Nessuno stava fermo; persino padre Albert, con il suo strano abbigliamento, si muoveva inquieto dietro di loro, incoraggiandoli, impartendo pacche sulle spalle a destra e a manca e chiacchierando animatamente. La chiesa antica si stagliava tra la gente e le impalcature. Erano in molti a guardarla. I cittadini di Barcellona cominciarono a raccogliersi a una certa distanza dai ponteggi.
Finalmente apparve Berenguer di Montagut e, senza dare alla gente il tempo di fermarlo o di salutarlo, si avviò verso il ponteggio più basso e si rivolse agli uomini lì riuniti. Mentre parlava, molti dei muratori che lo accompagnavano legarono una grande troclea alla pietra.

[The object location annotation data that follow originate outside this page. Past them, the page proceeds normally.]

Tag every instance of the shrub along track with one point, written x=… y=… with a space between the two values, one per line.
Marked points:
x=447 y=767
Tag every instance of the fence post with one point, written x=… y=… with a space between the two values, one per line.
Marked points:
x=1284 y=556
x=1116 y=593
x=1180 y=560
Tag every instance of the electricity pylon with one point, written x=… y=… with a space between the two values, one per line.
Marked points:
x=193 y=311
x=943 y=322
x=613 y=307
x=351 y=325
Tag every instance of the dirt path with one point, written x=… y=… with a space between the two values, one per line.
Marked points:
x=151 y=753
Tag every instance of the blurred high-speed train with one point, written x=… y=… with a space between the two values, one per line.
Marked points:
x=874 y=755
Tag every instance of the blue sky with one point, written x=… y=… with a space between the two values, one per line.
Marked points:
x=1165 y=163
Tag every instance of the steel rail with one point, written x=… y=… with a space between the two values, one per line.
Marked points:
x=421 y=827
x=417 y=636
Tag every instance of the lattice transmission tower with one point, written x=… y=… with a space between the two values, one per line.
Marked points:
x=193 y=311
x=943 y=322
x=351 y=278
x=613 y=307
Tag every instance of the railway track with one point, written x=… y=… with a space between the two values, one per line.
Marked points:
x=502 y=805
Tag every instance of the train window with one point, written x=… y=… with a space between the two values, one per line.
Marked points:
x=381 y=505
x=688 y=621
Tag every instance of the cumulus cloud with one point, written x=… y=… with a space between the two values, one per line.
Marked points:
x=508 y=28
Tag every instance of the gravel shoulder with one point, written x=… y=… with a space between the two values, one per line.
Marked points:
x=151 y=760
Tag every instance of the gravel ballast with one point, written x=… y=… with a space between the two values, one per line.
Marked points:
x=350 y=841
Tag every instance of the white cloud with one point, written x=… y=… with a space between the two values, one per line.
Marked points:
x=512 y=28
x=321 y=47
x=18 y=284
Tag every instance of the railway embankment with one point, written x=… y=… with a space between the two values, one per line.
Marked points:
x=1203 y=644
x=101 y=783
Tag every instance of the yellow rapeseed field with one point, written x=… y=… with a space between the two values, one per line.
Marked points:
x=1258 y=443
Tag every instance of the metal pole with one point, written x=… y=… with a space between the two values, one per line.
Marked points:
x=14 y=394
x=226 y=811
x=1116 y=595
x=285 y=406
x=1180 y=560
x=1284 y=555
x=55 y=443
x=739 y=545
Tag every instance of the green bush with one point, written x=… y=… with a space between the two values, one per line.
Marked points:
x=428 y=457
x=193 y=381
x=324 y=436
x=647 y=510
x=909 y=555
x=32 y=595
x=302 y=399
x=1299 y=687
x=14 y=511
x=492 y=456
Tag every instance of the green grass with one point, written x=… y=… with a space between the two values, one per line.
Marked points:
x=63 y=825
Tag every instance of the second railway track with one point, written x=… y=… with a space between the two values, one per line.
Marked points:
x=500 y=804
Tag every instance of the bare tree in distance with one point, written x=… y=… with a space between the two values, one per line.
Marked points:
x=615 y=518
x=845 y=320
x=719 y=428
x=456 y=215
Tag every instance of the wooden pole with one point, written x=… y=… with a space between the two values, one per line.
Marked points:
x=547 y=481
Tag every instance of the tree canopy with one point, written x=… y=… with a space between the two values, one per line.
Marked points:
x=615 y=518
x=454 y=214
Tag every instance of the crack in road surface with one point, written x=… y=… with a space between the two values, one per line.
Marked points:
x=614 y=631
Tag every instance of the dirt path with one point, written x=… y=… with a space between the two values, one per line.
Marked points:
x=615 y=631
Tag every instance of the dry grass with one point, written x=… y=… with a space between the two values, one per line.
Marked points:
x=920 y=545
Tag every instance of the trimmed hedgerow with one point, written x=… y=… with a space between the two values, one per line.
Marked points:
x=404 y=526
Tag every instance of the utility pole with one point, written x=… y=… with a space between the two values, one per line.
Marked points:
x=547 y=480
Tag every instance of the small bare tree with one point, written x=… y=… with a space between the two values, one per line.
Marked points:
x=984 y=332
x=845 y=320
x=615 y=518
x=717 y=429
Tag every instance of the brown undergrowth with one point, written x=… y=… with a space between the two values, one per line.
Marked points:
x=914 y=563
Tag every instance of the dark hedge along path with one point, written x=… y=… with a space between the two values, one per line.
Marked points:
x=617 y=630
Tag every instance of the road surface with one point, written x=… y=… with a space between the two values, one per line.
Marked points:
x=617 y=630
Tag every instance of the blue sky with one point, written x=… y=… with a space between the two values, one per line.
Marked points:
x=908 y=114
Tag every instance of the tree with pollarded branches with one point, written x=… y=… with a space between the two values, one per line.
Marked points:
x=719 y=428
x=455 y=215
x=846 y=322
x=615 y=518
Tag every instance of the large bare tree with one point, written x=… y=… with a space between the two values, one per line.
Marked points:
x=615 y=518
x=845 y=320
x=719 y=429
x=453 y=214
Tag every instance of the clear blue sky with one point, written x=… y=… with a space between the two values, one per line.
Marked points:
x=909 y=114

«Come vedete», gridò, « in cima all'impalcatura sono stati montati diversi paranchi che ci serviranno per issare la chiave di volta. Le troclee, tanto quelle in alto quanto quelle che stanno legando alla pietra, sono composte da tre ordini di pulegge composte a loro volta da tre pulegge ciascuna. Come già sapete, non utilizzeremo né argani né ruote, dal momento che dovremo continuamente spingere la chiave di lato. Ci sono tre funi che passano per le pulegge, salgono fino in cima e poi ridiscendono a terra.» Il maestro, seguito da un centinaio di teste, ne indicò il percorso. « Voglio che vi dividiate in tre gruppi, attorno a me.»
I maestri muratori cominciarono a dividere la gente. Arnau e Joanet si ritirarono verso il lato posteriore della chiesa e da lì, con la schiena appoggiata al muro, seguirono i preparativi.
Quando Berenguer verificò che attorno a lui i tre gruppi erano pronti e schierati, proseguì: « Ciascuno dei tre gruppi tirerà una delle funi. Voi», aggiunse rivolgendosi a uno dei gruppi, « sarete Santa Maria. Ripetete con me: Santa Maria!»
Gli uomini gridarono quel nome.
«Voi Santa Clara.»
Il secondo gruppo ripeté in coro quel nome.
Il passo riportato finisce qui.